The Homeless Health Service is a partnership between Brighter Futures and North Staffordshire GP Federation (NHS organisation). The team consists of an advanced nurse practitioner (also project lead) and an assistant practitioner, both NHS employees, a driver, and the Brighter Futures Community Outreach Vehicle (COV). Homeless Health works alongside the Rough Sleeper Team, also led by Brighter Futures in Stoke-on-Trent and Newcastle-under-Lyme.
The COV has been invaluable throughout the COVID pandemic, allowing Homeless Health to be agile and flexible. It provides a safe clean environment, equipped with internet access, a couch for treatments, hand washing facilities, and provision to make hot drinks. When the lockdown was announced, the driver and assistant practitioner were shielding due to underlying health conditions. I was added to the insurance and drove the vehicle throughout the lockdown.
During Everybody In, the timetable was changed to reflect where people were accommodated In the area. I took the COV to hotels and hostels and if someone identified on outreach needed health care, they were signposted to the next time location of the community outreach vehicle (COV) with no appointment required.
The vehicle is usually used by different services, but it was decided that the health team had sole use of the vehicle during the pandemic to minimise the risk of infection. The vehicle has always been cleaned thoroughly between patients, but this was enhanced by deeper cleaning between each clinic.

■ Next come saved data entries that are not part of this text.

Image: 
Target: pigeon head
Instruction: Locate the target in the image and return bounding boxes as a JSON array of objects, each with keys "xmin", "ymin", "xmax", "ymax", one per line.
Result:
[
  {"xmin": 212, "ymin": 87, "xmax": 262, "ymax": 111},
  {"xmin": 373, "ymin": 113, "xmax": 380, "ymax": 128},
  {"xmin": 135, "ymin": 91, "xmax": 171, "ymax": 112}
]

PPE was available on the COV to ensure safety from infection. We did find though that during lockdown patients became more anxious and their behaviour unpredictable. The COV is equipped with a panic alarm – but to ensure safety the vehicle was either parked where it was easily visible or with someone working with me. Due to limited space, and social distancing, on the COV – the second person stayed outside during a treatment.
We don’t take referrals or appointments for Homeless Health. The only criteria being a homeless adult. If a patient had any symptoms, they were advised to contact NHS 111 and isolate. Support staff from other services were kept informed of any advice or follow up.
Other services were forced to stop face-to-face contact, so I started offering harm reduction initiatives including naloxone kits, needle exchange, and condom provision. I also spent time accessing people who had been verified as rough sleeping and checking their medical records.
One of the groups we put together – the COVID Protect Group – were people with no symptoms but have underlying health risks. This requires a clinical insight to determine the level of risk for the general population and considering their own complex needs. For example, anyone with three or more visits to either a GP or hospital for chest infections were treated as high risk. The average life of someone sleeping rough is just 47 and many of our customers age prematurely. This includes a reduction in their immune system. Therefore, a rough sleeper is usually treated as someone in a higher age group.
I have also been involved with advising accommodation providers and the local authority on other important factors. This includes infection control measures discouraging residents from crowding in communal areas and visiting each other’s rooms, sharing cigarettes, pipes needles, PPE, hand washing and ventilation, etc. I’m currently working with the local authority on exit planning for hotels.
This has been an immensely challenging time for all working in the sector. I have been in clinical practice for 32-years and have needed every year of that experience. I am also very proud to be part of the Rough Sleeper Team who demonstrates huge amounts of passion and commitment to supporting vulnerable people 365 days-a-year.